Saturday, September 3, 2011

Reflections of an Artist


I.O.U. (Self-Pride), 1929-1930
 "What can I do? In a narrow mirror, display the part for the whole? Mistake the aura and the splatterings? Refusing to throw myself against the walls, throw myself against the windows? While I wait to see all this clearly, I want to hunt myself down, to thrash myself out."                              
                                                           ~Claude Cahun
   Self portraits are deeply intimate reflections of an artist's internal being. Through mirrors there is disillusion and manipulation, but through the lens of a camera the soul becomes it's prisoner when the shutter closes and it is then exposed. There is no turning away from that moment; it is forever. Every line and wrinkle of time, even a second of rapture or a life time sadness appears across the silver gelatin plain of every photograph. No other autobiographic portrayal could be more true for it is not a memory to share but a precise piece of emotion in times ever shifting hands.
Claude Cahun, Que me veux-tu?, 1928
"What do you want from me?"
  The riveting and breath taking photography of Claude Cahun (Lucy Schwob) strikingly tells the artist's tale of a world without a name or a identity. Every glimpse is masculine and feminine at once. Peculiar without realization that we are both, but in awareness there is empowerment and sensuality. Cahun's body of work is sexless, genderless and erotic. 

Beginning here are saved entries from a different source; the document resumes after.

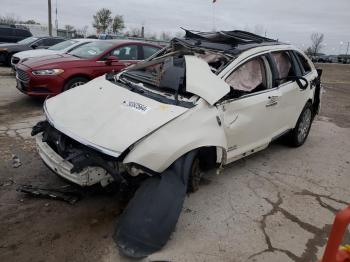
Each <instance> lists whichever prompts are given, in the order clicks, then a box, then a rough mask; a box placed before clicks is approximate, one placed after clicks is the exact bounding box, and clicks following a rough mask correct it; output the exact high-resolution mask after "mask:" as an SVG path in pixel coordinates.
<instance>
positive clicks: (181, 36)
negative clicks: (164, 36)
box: [175, 32, 185, 38]
mask: <svg viewBox="0 0 350 262" xmlns="http://www.w3.org/2000/svg"><path fill="white" fill-rule="evenodd" d="M184 36H185V34H184V32H176V33H175V37H177V38H183V37H184Z"/></svg>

Untitled (self-portrait) 1929

Untitled (self-portrait) 1929
San Fransisco Modern Art Museum



The art of androgyny. Not to dress as a man or a woman but to completely remove those very words from language and express though pure emotional experience. Cahun ambiguously embodies this ability through out every photograph; with overwhelming surrealism it became highly recognized in the early movement in the 1930's. Imagine the strength to live in a era when being this open and expressive was not understood and ultimately faceless in the world. No holding back. Complete fearlessness. A coveted need to eviscerate one's self  for all to see, to know, to be aware. To exist is everything.   
                                                                            

1 comment:

  1. How inspiring! His passion to express his being really shows in his work. His work is also sad in a way, it seems like he felt alone. Which is the funny thing about self portraits. But at the same time, he didn't let that stop him.

    Do you think that he would go out dressed in these outfit? Or, do you think he did it just to take self portraits? It was the late 1920's right before the depression.